The easyJet share price is down by about 38% year-to-date as of 27 July, though it has recovered some of its losses since it reached a 52-week low on 5 July.

When easyJet reported its Q3 2022 trading update on Tuesday, it posted a headline loss before tax of £114m. Though this was down from £318m a year ago, it reported that staff shortages and disruption cost the company £133m in the June quarter.

Group revenue came in at £1.75bn, up from £213m in Q3 2021, while passenger revenue grew from £152m to £1.15bn over the same period. The airline has been boosted by strong growth in passenger numbers: 22 million passengers flew with easyJet in the quarter, representing 87% of 2019 capacity. For the fourth quarter, the airline’s schedule is 71% booked, which is one percentage point ahead of 2019 levels.

Although the results indicate robust demand, the question will be whether operational hurdles can be overcome to deliver the services promised.

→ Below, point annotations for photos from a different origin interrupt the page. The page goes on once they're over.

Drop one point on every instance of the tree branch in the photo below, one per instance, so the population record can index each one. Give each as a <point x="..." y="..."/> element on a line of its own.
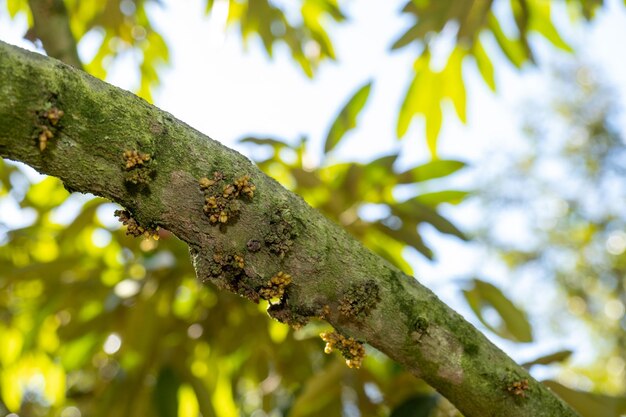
<point x="96" y="138"/>
<point x="52" y="27"/>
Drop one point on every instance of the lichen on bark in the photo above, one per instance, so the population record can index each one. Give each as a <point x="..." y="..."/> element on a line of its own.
<point x="101" y="122"/>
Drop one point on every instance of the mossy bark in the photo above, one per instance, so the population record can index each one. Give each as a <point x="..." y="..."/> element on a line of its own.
<point x="273" y="231"/>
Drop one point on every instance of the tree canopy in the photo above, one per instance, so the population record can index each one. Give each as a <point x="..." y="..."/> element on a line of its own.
<point x="97" y="322"/>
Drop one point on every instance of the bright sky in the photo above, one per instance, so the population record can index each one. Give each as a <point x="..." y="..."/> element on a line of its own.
<point x="215" y="87"/>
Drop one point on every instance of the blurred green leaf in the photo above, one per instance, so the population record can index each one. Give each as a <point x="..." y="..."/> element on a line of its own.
<point x="407" y="234"/>
<point x="414" y="209"/>
<point x="512" y="48"/>
<point x="275" y="143"/>
<point x="434" y="169"/>
<point x="417" y="406"/>
<point x="439" y="197"/>
<point x="589" y="404"/>
<point x="559" y="356"/>
<point x="453" y="84"/>
<point x="320" y="391"/>
<point x="541" y="22"/>
<point x="483" y="62"/>
<point x="346" y="120"/>
<point x="514" y="326"/>
<point x="165" y="394"/>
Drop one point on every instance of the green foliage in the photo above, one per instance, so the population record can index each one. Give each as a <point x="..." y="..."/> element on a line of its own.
<point x="573" y="212"/>
<point x="68" y="286"/>
<point x="346" y="120"/>
<point x="588" y="404"/>
<point x="71" y="283"/>
<point x="307" y="40"/>
<point x="463" y="24"/>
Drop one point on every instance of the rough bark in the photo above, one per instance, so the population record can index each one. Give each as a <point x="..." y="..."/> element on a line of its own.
<point x="333" y="276"/>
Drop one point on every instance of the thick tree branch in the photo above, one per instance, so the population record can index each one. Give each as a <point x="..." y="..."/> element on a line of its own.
<point x="52" y="27"/>
<point x="90" y="132"/>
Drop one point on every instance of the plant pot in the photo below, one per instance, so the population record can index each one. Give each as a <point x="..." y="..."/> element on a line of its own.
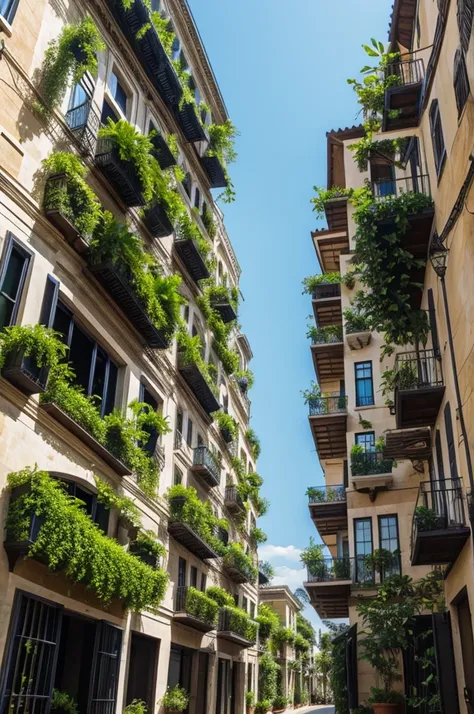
<point x="385" y="708"/>
<point x="24" y="373"/>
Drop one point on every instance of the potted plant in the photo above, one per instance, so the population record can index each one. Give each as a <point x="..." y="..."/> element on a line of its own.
<point x="175" y="700"/>
<point x="250" y="702"/>
<point x="63" y="703"/>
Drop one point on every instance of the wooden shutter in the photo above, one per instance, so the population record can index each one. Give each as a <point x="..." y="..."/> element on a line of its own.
<point x="30" y="655"/>
<point x="105" y="669"/>
<point x="50" y="301"/>
<point x="445" y="665"/>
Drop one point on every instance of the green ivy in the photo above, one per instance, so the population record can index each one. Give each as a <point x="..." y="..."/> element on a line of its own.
<point x="69" y="541"/>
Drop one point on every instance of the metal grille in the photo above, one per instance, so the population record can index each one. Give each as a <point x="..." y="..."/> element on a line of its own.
<point x="31" y="667"/>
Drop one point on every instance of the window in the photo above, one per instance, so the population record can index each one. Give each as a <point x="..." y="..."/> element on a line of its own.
<point x="8" y="9"/>
<point x="189" y="433"/>
<point x="363" y="547"/>
<point x="181" y="572"/>
<point x="118" y="92"/>
<point x="12" y="280"/>
<point x="94" y="370"/>
<point x="389" y="540"/>
<point x="437" y="137"/>
<point x="147" y="398"/>
<point x="465" y="14"/>
<point x="364" y="384"/>
<point x="461" y="81"/>
<point x="366" y="439"/>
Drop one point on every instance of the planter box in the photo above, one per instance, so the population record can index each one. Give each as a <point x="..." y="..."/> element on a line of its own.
<point x="215" y="172"/>
<point x="121" y="174"/>
<point x="190" y="125"/>
<point x="157" y="221"/>
<point x="24" y="373"/>
<point x="125" y="297"/>
<point x="99" y="449"/>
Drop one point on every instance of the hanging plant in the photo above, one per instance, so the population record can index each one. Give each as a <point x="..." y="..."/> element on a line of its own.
<point x="67" y="60"/>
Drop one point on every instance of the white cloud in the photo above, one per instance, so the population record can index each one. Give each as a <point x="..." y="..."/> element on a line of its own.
<point x="287" y="552"/>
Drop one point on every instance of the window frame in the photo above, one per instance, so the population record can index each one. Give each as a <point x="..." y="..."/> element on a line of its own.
<point x="359" y="380"/>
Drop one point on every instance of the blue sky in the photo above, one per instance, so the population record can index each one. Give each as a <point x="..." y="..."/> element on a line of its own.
<point x="282" y="69"/>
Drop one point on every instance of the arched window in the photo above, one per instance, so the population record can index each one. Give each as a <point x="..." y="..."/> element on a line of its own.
<point x="465" y="15"/>
<point x="461" y="81"/>
<point x="8" y="9"/>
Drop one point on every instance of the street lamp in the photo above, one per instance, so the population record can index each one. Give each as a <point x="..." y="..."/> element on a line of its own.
<point x="439" y="258"/>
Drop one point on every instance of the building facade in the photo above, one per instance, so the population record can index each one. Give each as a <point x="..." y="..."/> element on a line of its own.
<point x="56" y="632"/>
<point x="394" y="431"/>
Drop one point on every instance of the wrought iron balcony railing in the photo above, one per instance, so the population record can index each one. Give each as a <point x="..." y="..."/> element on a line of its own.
<point x="326" y="494"/>
<point x="389" y="188"/>
<point x="334" y="404"/>
<point x="324" y="336"/>
<point x="410" y="71"/>
<point x="359" y="570"/>
<point x="415" y="370"/>
<point x="370" y="463"/>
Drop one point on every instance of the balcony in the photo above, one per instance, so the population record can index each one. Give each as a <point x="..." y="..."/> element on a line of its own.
<point x="413" y="444"/>
<point x="121" y="174"/>
<point x="328" y="508"/>
<point x="206" y="466"/>
<point x="234" y="630"/>
<point x="439" y="529"/>
<point x="370" y="471"/>
<point x="115" y="282"/>
<point x="405" y="96"/>
<point x="198" y="384"/>
<point x="327" y="304"/>
<point x="233" y="500"/>
<point x="327" y="350"/>
<point x="183" y="614"/>
<point x="148" y="49"/>
<point x="328" y="422"/>
<point x="188" y="252"/>
<point x="84" y="122"/>
<point x="419" y="388"/>
<point x="329" y="245"/>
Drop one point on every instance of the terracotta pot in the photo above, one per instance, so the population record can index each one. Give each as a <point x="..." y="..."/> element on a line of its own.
<point x="385" y="708"/>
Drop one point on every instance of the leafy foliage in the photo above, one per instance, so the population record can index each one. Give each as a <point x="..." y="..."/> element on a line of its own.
<point x="74" y="198"/>
<point x="69" y="541"/>
<point x="67" y="60"/>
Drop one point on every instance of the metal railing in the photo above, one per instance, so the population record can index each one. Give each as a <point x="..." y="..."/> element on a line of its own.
<point x="370" y="463"/>
<point x="407" y="72"/>
<point x="326" y="494"/>
<point x="360" y="570"/>
<point x="414" y="370"/>
<point x="203" y="457"/>
<point x="439" y="506"/>
<point x="327" y="290"/>
<point x="390" y="187"/>
<point x="334" y="404"/>
<point x="323" y="336"/>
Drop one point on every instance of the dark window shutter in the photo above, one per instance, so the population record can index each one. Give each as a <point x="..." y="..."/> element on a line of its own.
<point x="465" y="14"/>
<point x="105" y="669"/>
<point x="448" y="423"/>
<point x="433" y="325"/>
<point x="50" y="300"/>
<point x="445" y="666"/>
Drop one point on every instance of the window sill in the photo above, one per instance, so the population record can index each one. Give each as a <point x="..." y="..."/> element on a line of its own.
<point x="5" y="27"/>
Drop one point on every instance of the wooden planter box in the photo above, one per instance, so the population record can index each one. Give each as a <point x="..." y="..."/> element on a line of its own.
<point x="121" y="174"/>
<point x="125" y="297"/>
<point x="157" y="221"/>
<point x="90" y="441"/>
<point x="215" y="171"/>
<point x="24" y="373"/>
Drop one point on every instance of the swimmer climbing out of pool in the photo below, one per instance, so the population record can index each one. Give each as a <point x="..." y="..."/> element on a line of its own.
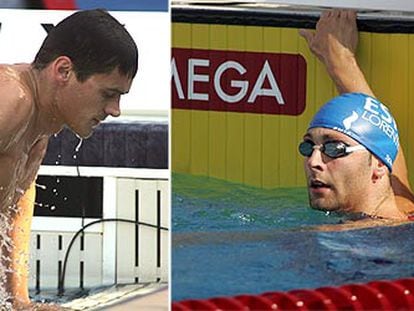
<point x="84" y="65"/>
<point x="335" y="42"/>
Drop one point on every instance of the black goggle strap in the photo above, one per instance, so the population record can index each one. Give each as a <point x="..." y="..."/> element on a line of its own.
<point x="331" y="149"/>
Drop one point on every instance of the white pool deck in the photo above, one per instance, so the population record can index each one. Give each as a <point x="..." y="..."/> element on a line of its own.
<point x="151" y="297"/>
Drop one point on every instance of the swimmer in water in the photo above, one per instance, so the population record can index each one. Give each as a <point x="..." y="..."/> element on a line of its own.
<point x="359" y="180"/>
<point x="84" y="65"/>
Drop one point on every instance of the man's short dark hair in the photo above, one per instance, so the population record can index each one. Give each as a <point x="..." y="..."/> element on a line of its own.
<point x="94" y="41"/>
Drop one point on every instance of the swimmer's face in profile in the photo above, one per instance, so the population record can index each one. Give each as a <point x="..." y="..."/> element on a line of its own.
<point x="336" y="183"/>
<point x="88" y="103"/>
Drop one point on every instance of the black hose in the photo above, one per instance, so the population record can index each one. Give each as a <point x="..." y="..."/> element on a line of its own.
<point x="61" y="285"/>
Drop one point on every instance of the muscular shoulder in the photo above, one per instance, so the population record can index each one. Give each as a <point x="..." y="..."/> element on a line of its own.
<point x="16" y="106"/>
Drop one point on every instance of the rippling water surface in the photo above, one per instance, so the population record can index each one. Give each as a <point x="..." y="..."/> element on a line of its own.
<point x="230" y="239"/>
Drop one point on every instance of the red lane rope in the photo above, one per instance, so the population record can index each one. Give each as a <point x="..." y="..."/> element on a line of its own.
<point x="375" y="295"/>
<point x="60" y="4"/>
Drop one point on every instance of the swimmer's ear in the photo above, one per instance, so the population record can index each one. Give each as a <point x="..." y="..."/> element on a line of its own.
<point x="62" y="68"/>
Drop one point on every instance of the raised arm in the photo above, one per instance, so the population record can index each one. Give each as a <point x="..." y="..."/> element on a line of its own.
<point x="334" y="42"/>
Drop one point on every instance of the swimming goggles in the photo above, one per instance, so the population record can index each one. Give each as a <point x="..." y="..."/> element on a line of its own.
<point x="333" y="149"/>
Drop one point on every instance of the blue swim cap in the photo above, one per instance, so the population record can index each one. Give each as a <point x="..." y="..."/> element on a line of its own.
<point x="364" y="119"/>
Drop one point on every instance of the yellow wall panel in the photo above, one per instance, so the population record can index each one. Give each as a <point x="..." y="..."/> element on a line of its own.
<point x="271" y="124"/>
<point x="288" y="145"/>
<point x="217" y="144"/>
<point x="180" y="140"/>
<point x="261" y="150"/>
<point x="235" y="147"/>
<point x="181" y="35"/>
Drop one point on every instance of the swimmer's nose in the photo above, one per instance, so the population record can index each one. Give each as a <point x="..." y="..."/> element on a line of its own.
<point x="113" y="109"/>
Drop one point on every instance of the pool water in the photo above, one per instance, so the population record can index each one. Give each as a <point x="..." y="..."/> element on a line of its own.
<point x="231" y="239"/>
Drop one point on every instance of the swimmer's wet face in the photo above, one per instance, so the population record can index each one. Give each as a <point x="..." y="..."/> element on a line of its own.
<point x="83" y="105"/>
<point x="336" y="184"/>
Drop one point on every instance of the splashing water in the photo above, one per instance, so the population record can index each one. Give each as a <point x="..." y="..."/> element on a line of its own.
<point x="43" y="187"/>
<point x="6" y="247"/>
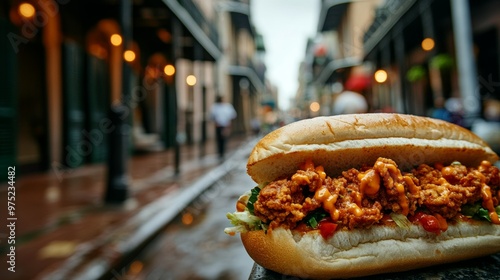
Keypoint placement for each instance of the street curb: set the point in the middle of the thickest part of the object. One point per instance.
(103, 255)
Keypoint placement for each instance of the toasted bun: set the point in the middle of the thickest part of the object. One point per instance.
(358, 253)
(350, 141)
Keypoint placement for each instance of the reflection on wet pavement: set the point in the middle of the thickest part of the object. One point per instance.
(195, 246)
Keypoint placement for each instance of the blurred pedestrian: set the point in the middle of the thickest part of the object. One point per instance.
(439, 111)
(350, 102)
(222, 113)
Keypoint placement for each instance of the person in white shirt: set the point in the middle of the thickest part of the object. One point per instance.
(222, 113)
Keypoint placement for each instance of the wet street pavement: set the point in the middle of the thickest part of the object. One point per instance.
(64, 230)
(194, 246)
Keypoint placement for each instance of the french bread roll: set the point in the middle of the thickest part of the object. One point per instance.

Analysts have mixed forecasts for airline stocks

Despite the recent turbulence, analysts remain broadly optimistic on airline stocks this earnings season. According to 21 analysts polled by the Financial Times, easyJet has a consensus ‘outperform’ rating and a target price of 600p, representing a 60.7% upside on its 26 July closing price.

On 25 July, Morningstar named easyJet its ‘stock of the week’, noting that the myriad risks associated with airline stocks are already priced into the shares, “which are off nearly 40% this year”. In the view of analyst Joachim Kotze, easyJet is highly undervalued and its strong balance sheet should help it remain resilient through these short-term headwinds.

The IAG share price, meanwhile, received a consensus ‘hold’ rating from 16 analysts polled by the Financial Times. Its median price target of 153.92p implies a 36% upside on its last closing price. Ahead of its upcoming earnings announcement, in a research note on 18 July, UBS Group reiterated its ‘buy’ rating and target price of 180p on IAG stock, representing a potential upside of 59% on its 25 July closing price.